4 years ago by milkytron

Did a quick search because I was curious, this was the first result:

> Data lakes and data warehouses are both widely used for storing big data, but they are not interchangeable terms. A data lake is a vast pool of raw data, the purpose for which is not yet defined. A data warehouse is a repository for structured, filtered data that has already been processed for a specific purpose.

4 years ago by andrewflnr

In my defense, when I did my googling a while back, it was specifically about data lakes, not the comparison. :)
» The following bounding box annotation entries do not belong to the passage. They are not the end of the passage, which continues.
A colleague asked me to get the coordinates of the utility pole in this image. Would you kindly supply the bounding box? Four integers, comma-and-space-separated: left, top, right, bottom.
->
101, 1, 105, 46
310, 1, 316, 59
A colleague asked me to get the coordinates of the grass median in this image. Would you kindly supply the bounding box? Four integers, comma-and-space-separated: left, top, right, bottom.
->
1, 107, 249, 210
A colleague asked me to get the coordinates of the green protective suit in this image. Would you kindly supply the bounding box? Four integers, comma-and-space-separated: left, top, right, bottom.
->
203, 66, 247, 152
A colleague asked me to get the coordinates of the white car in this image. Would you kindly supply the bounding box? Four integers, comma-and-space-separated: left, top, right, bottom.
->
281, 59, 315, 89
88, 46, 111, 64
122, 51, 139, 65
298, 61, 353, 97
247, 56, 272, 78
4 years ago by waynesonfire

For starters, you won't hit the front page with one.

4 years ago by 1996

Some people want to deploy cool technology to hit the frontpage

Other people want to deploy robust, tested and tried solutions, that won't break in mysterious ways, just to make money.

I side with the later.

4 years ago by fouc

You're more likely to go fishing in a data lake. Nobody fishes in a warehouse.

4 years ago by de6u99er

This

4 years ago by throwaway346434

I feel some of the negative comments miss the point, at least of a way of structuring reporting extracts and presenting them in an easy to maintain way for services: you are signing a contract with the data team and taking on their concerns with an approach like this. Your unit tests fail if you are about to break the contract with a change, and you discover it upfront, rather than after rolling out a new service that changes a definition unexpectedly.

4 years ago by unixhero

Thanks for giving back to the community in the form of these meditations on Postgres, real world business scenario analytics and keaaons learned.